Yesterday morning before I had even ingested an amount of tea sufficient to restore some sort of consciousness (it’s life, Jim, but not as we know it) OH informed me that there is now a ‘choral app.’ Not having any context to put this in I resorted to an irritable ‘what?’
‘A choral app,’ he said – repetition, in the mind of Mark, being equivalent to explanation. He treats my queries rather in the manner of a Victorian colonialist who, when not understood by the natives, merely repeats himself more slowly and loudly. I have long since learned that silence is the only response; sure enough, after only ten minutes of this he explained that an organ app is an app which tells you where your nearest choral evensong is.

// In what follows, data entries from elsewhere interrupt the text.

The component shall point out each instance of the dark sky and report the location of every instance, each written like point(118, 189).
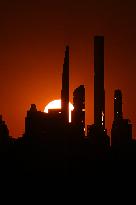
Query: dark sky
point(33, 36)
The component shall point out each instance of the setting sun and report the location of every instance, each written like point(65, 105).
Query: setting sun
point(56, 104)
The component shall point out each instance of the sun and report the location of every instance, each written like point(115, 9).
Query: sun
point(56, 104)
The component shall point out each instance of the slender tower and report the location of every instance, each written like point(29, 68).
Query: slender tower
point(65, 87)
point(118, 105)
point(99, 93)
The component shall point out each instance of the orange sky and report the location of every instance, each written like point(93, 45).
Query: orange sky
point(33, 38)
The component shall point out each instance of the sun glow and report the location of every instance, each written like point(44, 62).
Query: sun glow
point(56, 104)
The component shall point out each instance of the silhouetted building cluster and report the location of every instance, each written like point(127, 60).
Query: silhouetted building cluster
point(50, 136)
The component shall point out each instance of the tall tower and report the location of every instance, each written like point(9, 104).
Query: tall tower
point(99, 93)
point(78, 114)
point(65, 87)
point(118, 105)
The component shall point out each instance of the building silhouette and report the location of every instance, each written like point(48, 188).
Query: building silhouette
point(51, 144)
point(99, 93)
point(121, 132)
point(65, 87)
point(118, 115)
point(4, 131)
point(97, 133)
point(78, 114)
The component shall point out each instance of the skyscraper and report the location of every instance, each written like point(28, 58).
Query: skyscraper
point(118, 105)
point(99, 93)
point(121, 132)
point(78, 114)
point(65, 87)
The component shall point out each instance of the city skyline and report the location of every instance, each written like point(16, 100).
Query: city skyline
point(33, 37)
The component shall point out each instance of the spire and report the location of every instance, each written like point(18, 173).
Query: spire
point(65, 87)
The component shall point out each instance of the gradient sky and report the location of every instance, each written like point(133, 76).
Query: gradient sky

‘It’s like Grindr,’ he explained.
‘Organ Grindr!’ I quipped.
Such puns are a staple of our daily conversation: I venture to assert that without them our married life would – ahem! – grind to a halt. Another grind-related pun which surfaced quite early on in our joint existence arose out of the ubiquity of coffee-grounds. OH and I are like Jack Spratt and his wife (name unrecorded) in that I only drink tea and he only imbibes coffee. But whereas I dispose of my tea-leaves in a thoughtful and tidy manner (without reading them first) he merely gives the decanter a casual swill, leaving coffee grounds All Over The Place. This being our honeymoon period, it took me a while to complain but when I did he instantly quipped ‘grounds for divorce!’ and so a tradition began. Other standing jokes include such gems as ‘we were disgusted by the bus so we went by tandem’ (de gustibus non disputandem est) and many more which unfortunately I can’t remember (and neither can OH) because they arise out of the moment and are forgotten until the next moment. When I asked if he could think of any, he suggested I should have written them down in a notebook.
‘I did!’ I said. ‘I just don’t know where the notebooks are.’ And there’s the rub: generally speaking I write things down to forget them, not to remember them. The whole point of writing is to get things out of your mind; words and ideas that would otherwise lodge there like awkward house-guests, never leaving and starting arguments with all the other guests.
So now you know the secret of writing.